LAUSR

Concrete is one of the most recognized materials in civil infrastructure with a long history of applications, but its nonhomogeneous nature and complex multi-phase interactions across different dimensional scale levels have always presented a challenge for describing its behavior. In practice, it is assumed that the bulk material is approximately homogeneous while the behavior can be described using empirical models developed based on series of experimental tests. Over time, most of these experimental methods have been standardized, with most yielding a single-value parameter to define the overall response characteristic of the materials. However, the majority of these methods are not well suited to characterize local features, which often govern the failure characteristics of such brittle material. Recent advances in noncontact full-field measurement technologies, such as digital image correlation (DIC), have provided the opportunity to revisit this complex behavior and comprehensively characterize the behavior of concrete at specimen scale level. In this manuscript, 3D-DIC is used to evaluate the behavior of two conventional concrete mixes tested according to a series of ASTM standard tests. The experimental study consisted of a series of concrete tests including compression, modulus of elasticity, split tensile, and flexural tests.
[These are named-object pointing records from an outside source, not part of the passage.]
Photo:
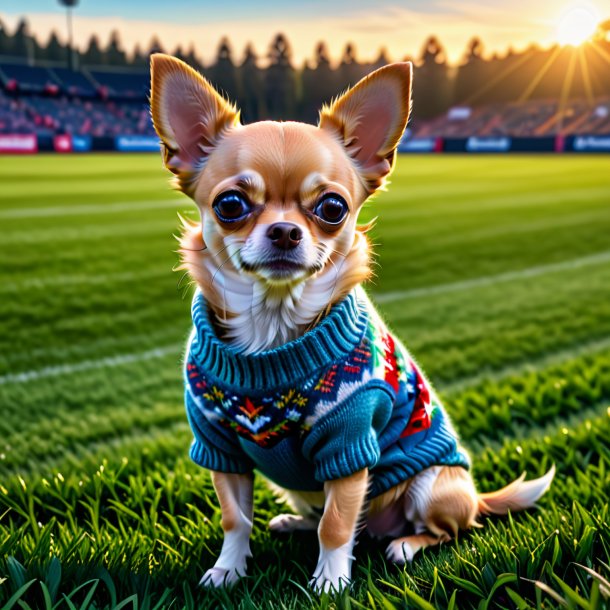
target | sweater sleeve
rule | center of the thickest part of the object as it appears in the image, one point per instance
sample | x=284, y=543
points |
x=344, y=440
x=214, y=447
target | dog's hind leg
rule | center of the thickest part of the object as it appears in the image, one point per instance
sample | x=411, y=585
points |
x=439, y=502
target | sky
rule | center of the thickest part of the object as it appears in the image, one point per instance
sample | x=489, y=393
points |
x=400, y=27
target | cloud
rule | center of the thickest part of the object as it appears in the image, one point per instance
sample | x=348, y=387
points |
x=400, y=30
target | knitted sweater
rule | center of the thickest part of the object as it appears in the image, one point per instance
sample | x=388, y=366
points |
x=345, y=396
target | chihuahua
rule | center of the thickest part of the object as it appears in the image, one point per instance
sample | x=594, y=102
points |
x=289, y=369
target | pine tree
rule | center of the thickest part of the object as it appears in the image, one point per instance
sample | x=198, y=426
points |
x=115, y=56
x=431, y=87
x=54, y=50
x=280, y=82
x=251, y=95
x=223, y=73
x=93, y=56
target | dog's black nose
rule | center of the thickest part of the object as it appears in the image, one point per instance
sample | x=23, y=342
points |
x=285, y=235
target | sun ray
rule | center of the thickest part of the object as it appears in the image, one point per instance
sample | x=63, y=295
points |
x=565, y=91
x=499, y=77
x=601, y=52
x=539, y=76
x=584, y=68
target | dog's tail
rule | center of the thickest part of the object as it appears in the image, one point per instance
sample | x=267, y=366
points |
x=518, y=495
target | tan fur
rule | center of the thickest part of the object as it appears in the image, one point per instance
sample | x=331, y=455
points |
x=344, y=501
x=283, y=171
x=233, y=492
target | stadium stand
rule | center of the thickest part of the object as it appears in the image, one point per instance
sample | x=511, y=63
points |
x=112, y=102
x=74, y=83
x=124, y=84
x=527, y=119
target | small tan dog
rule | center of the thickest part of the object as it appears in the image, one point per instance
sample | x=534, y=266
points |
x=289, y=369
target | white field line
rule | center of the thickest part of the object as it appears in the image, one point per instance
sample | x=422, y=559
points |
x=530, y=366
x=83, y=280
x=88, y=365
x=490, y=280
x=486, y=205
x=86, y=232
x=120, y=360
x=88, y=208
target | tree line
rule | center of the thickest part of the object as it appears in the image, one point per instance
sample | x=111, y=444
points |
x=281, y=90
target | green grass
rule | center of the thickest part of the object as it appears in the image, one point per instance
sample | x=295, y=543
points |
x=494, y=270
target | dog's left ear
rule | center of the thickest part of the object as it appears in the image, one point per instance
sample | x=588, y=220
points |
x=189, y=116
x=370, y=119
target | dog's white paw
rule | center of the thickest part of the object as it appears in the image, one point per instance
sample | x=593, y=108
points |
x=291, y=523
x=399, y=551
x=219, y=577
x=334, y=569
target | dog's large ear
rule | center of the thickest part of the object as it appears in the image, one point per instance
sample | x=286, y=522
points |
x=370, y=119
x=189, y=116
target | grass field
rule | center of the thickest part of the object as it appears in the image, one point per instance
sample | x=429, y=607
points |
x=494, y=270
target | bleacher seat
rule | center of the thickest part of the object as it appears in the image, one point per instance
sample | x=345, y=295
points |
x=34, y=79
x=125, y=84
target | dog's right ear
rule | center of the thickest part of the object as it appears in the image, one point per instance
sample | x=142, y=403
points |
x=189, y=116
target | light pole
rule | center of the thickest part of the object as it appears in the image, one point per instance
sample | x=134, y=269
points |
x=69, y=4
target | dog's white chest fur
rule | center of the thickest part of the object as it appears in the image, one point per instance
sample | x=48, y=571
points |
x=265, y=316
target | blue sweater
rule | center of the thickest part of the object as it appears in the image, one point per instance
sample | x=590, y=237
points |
x=345, y=396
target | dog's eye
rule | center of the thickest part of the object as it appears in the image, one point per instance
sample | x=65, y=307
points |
x=331, y=209
x=231, y=206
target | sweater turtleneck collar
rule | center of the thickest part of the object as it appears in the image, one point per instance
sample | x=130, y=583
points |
x=335, y=336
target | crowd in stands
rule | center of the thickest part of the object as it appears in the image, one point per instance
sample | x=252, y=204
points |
x=47, y=116
x=50, y=101
x=49, y=98
x=526, y=119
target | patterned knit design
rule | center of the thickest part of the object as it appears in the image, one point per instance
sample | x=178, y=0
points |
x=344, y=396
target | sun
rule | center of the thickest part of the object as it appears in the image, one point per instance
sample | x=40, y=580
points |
x=577, y=25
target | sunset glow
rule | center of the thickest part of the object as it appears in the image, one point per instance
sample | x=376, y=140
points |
x=576, y=26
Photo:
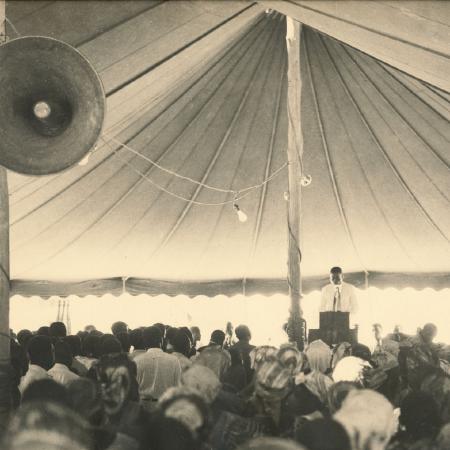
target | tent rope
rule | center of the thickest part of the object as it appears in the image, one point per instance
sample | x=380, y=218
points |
x=237, y=194
x=199, y=183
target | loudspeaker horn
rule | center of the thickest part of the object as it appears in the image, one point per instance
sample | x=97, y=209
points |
x=52, y=105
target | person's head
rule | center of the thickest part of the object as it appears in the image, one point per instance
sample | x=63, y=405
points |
x=58, y=329
x=377, y=331
x=186, y=406
x=217, y=337
x=116, y=375
x=109, y=344
x=368, y=418
x=63, y=354
x=243, y=333
x=336, y=276
x=166, y=433
x=41, y=352
x=291, y=358
x=23, y=337
x=196, y=334
x=428, y=332
x=319, y=356
x=188, y=333
x=181, y=343
x=43, y=331
x=124, y=339
x=419, y=415
x=152, y=337
x=323, y=434
x=119, y=327
x=162, y=328
x=204, y=380
x=74, y=342
x=49, y=426
x=337, y=393
x=89, y=345
x=361, y=351
x=46, y=390
x=136, y=339
x=86, y=400
x=350, y=368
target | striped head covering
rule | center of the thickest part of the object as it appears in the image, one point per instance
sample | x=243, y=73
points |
x=291, y=358
x=260, y=354
x=319, y=356
x=272, y=379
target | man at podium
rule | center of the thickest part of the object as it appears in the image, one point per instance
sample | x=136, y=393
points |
x=337, y=295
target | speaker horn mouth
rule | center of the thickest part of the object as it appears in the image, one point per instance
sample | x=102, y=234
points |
x=52, y=105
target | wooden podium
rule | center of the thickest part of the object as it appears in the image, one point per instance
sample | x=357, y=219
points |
x=334, y=328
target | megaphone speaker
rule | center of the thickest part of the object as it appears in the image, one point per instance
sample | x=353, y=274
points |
x=52, y=106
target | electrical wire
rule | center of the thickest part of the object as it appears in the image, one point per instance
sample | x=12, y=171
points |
x=237, y=194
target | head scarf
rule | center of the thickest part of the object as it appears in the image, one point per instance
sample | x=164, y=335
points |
x=319, y=356
x=270, y=443
x=438, y=386
x=323, y=434
x=204, y=380
x=318, y=384
x=341, y=351
x=260, y=354
x=185, y=405
x=47, y=425
x=291, y=358
x=368, y=418
x=350, y=368
x=338, y=392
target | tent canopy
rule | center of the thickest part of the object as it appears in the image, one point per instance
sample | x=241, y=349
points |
x=199, y=88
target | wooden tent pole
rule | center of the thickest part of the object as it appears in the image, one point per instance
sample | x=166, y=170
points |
x=294, y=153
x=5, y=367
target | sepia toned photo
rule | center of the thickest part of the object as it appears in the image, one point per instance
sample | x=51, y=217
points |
x=225, y=225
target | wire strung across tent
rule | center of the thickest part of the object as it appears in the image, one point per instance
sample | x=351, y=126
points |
x=237, y=194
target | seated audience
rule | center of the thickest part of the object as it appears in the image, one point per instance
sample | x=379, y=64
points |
x=41, y=354
x=61, y=372
x=243, y=347
x=119, y=327
x=156, y=371
x=214, y=356
x=181, y=349
x=57, y=330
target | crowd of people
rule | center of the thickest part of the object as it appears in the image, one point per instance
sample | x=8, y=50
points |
x=155, y=388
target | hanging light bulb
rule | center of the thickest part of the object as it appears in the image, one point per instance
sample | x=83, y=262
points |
x=85, y=160
x=305, y=180
x=241, y=215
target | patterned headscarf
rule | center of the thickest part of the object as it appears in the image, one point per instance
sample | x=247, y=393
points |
x=49, y=426
x=291, y=358
x=350, y=368
x=270, y=443
x=204, y=380
x=319, y=356
x=368, y=417
x=260, y=354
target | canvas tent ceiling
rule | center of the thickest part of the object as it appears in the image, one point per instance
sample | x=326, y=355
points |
x=200, y=87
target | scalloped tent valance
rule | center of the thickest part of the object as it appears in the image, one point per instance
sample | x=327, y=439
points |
x=200, y=88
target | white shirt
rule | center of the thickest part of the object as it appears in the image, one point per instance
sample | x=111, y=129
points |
x=347, y=301
x=62, y=374
x=156, y=372
x=34, y=373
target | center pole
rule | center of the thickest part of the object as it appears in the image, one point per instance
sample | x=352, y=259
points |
x=5, y=363
x=294, y=154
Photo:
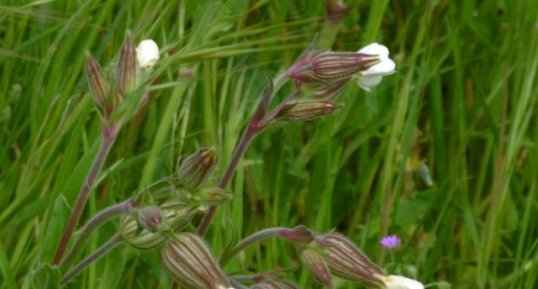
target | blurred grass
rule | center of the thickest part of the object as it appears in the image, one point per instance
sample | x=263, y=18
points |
x=466, y=80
Results from this investigation demonstrated the suitability of the DIC technique for characterizing the full-field behavior of concrete subjected to various states of stresses and providing a mechanism to understand the linkage between local behavioral features and corresponding failure characteristics. Comparisons of experimental results to those obtained from theoretical predictions also highlighted the shortcomings associated with these existing theoretical approaches in describing the brittle nature of concrete. Results from this investigation provided a foundation for improving the current knowledge base regarding the behavioral features of conventional concrete materials and provides a framework for efficiently describing the behavior of the next generations of innovative high-performance cementitious composites.